Christian Evangelicals - who are usually firm supporters of Israel - have also urged Netanyahu to block the law.
"Given Prime Minister Netanyahu’s long-standing friendship and alliance with Christians and solid commitment to religious freedom and free speech, I pray that he will make it clear soon that this disturbing bill will never become law on his watch," former president of the Southern Baptist Convention Jack Graham told Rosenberg.
Besides the pressure from American Evangelicals, the measure would also likely break Article 18 of the Universal Declaration of Human Rights.
This states: "Everyone has the right to freedom of thought, conscience, and religion; this right includes freedom to change his religion or belief, and freedom, either alone or in community with others and in public or private, to manifest his religion or belief in teaching, practice, worship, and observance."

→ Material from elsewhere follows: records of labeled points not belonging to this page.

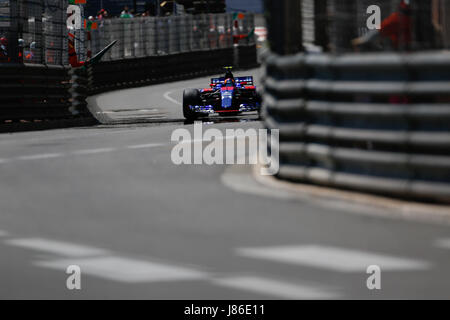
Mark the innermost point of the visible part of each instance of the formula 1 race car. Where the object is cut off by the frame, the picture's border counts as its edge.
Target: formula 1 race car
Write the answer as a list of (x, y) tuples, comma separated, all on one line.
[(227, 96)]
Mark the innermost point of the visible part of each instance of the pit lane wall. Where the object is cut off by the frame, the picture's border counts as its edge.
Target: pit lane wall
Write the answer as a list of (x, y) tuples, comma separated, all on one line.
[(39, 90), (376, 122)]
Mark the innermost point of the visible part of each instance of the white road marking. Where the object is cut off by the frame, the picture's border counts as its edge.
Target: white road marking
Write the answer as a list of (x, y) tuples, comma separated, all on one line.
[(273, 288), (240, 180), (443, 243), (126, 270), (56, 247), (168, 97), (41, 156), (94, 151), (330, 258), (146, 146)]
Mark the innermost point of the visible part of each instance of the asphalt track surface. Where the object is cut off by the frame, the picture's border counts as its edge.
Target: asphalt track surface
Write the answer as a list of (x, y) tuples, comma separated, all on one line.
[(110, 200)]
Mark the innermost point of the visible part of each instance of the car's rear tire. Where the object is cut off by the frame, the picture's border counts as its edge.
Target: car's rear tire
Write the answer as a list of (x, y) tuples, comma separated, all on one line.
[(191, 97)]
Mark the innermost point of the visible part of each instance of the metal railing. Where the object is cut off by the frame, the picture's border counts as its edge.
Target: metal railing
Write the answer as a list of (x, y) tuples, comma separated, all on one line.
[(150, 36), (375, 122)]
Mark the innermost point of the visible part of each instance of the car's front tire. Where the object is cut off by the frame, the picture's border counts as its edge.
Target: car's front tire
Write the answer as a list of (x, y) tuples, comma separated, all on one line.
[(191, 97)]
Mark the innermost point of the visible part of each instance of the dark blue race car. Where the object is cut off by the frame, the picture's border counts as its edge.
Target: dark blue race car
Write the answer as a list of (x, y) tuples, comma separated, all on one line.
[(228, 96)]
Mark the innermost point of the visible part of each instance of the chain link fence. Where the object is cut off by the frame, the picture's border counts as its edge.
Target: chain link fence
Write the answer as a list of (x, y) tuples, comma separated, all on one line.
[(150, 36), (340, 26), (33, 31)]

NBC Middle East correspondent Raf Sanchez wrote on Twitter: "Getting attention in US Evangelical circles: a bill by ultra-Orthodox members of Netanyahu's govt to ban Christian missionaries from evangelizing in Israel. Unlikely it becomes law, but it's rattling some staunch pro-Israel Evangelicals."
Amid the backlash, Moshe Gafni, one of the two UTJ MKs who proposed the bill, agreed it is unlikely to become law.
"The bill was [brought up] with the current Knesset more than four months ago, and there is no plan for it to move forward... dealing with it now is irrelevant," he said in a statement according to The Jerusalem Post.
The bill comes amid increasingly tense relations between the US and Israel since the establishment of Netanyahu's hard-right government in December.
The US earlier this month voiced alarm about Finance Minister Bezalel Smotrich's call to "wipe out" the Palestinian village of Hawara - targeted by settlers in a pogrom just days earlier - and more recently protested a law that could see four key settlements in the West Bank reoccupied.
Christian Palestinians meanwhile remain subject to the harrowing conditions of Israeli occupation with their places of worship frequently targeted by Jewish extremists and settlers.